What went wrong?
Trump’s victory will continue to create an uproar all around the world. Democrats in the US can be expected to be particularly vocal. After all, for the second time in 16 years our candidate won the popular vote but failed to break the Electoral College.
What can be done about this? A lot. But since we’re Democrats it starts with a lot of internal reflection. That may not feel very good this year, but it’s traditional and wise.
I will start with the obvious: Sanders people, you were right.
First of all, the election was a referendum on Hillary Clinton. She attempted to make it a referendum on Trump, but it wasn’t. It could never have been, and trying to do so was a terrible mistake.
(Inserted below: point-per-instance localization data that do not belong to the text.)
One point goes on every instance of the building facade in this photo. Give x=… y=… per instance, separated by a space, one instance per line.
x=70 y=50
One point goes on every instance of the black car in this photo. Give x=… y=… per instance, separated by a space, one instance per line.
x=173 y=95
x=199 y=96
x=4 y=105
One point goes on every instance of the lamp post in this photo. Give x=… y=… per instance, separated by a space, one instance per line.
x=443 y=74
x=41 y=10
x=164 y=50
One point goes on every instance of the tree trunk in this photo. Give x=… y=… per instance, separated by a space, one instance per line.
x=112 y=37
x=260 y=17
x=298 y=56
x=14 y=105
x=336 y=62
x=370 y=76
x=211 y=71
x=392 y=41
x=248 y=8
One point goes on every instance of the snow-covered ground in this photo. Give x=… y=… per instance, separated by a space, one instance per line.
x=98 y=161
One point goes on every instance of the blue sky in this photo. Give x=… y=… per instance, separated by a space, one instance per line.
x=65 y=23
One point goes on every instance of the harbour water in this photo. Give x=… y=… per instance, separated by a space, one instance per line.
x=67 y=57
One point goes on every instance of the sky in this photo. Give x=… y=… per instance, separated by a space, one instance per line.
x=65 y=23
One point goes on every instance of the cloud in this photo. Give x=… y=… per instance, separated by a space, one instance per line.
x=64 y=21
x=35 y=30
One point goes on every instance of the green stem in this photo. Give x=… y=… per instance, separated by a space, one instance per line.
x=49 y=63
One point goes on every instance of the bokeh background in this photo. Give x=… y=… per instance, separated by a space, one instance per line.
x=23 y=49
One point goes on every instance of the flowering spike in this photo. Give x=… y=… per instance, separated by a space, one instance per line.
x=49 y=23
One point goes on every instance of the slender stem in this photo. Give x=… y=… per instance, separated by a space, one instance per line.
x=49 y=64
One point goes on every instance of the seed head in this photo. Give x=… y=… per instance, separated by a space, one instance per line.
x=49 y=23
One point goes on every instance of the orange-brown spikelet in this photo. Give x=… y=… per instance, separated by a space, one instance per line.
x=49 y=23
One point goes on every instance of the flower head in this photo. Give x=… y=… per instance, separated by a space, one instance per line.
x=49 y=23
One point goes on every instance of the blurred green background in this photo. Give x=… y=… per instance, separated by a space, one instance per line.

The net result was a nasty, negative campaign which never told the world properly who she is and what she would do.
The lesson? Democrats have to stand for positive change. The negative stuff can be handled by PACs with independent expenditures, but the campaign has to be upbeat and positive.
Similarly, the contrast with Sanders comes across even more strongly than it did in the primaries. Sanders himself was a bad messenger – too old, too cranky. The next time we need a similar message sent by someone young and dynamic. But it has to have a few tweaks.
I hope that everyone who supported Sanders can now see hire dire the problem with racism is in America. This was never at the top of the list for today’s new progressives, but it has to be.
I hope that we can also see what the Republican machine can do with someone who has been around for a while. I now accept the notion that whoever we put up has to come from nowhere, much as Obama did. The less the machine can do to paint someone as a liar and a crook, the better. I maintain that 90% of what was said about Clinton was garbage, but it still stuck. There were too many years of the Big Lies being repeated to ignore.
I hope there is also room for some level of expression of faith. Our outreach for a new coalition has to include organizing in and around many faith-based communities, albeit ones outside of the traditional Protestant evangelical world. The ability to paint Clinton as some kind of heretic, despite being one of the most faithful Christians to run for office in a while, was appalling.
I hope that we can see the importance of a clear agenda, a “Contract With America” if you will. Clinton had a plan but it was lost in the noise of all the nonsense this time around. A solid plan which centers on opportunity for working people must be the core of any new effort.
I hope we can see the value of grass roots. We only barely lost the Presidency, really by a few votes here and there. We were killed in Congress. With four years to go we must identify and recruit good people who create and hone our platform, pitching it everywhere across America.
Similarly, the case for a new Federalism where states go their own way and prove what vital economic and inclusive things they can is vital. We must help who we can, where we can. It’s our turn to minimize the Federal role and move beyond it.
I hope we can have a solid generational change. If we learned one thing this time, it’s that old people are really cranky. Include me in that, I don’t care. Under 40 is where it is at. We can do this.
I hope for so many things. I hope we can all survive this, I hope we can get through. I hope that racism will not flare up and I hope we can start finding common ground.
Trump has a series of trials coming up which will dramatically undermine his credibility, even among Republicans. This has a long way to play out and we may yet learn how much more important activism is than elected power. That alone can transform this nation.
Where do we go from here? We must focus on who we are – as Democrats, as Americans, as decent and loving human beings. Everything else will come naturally if we can do that.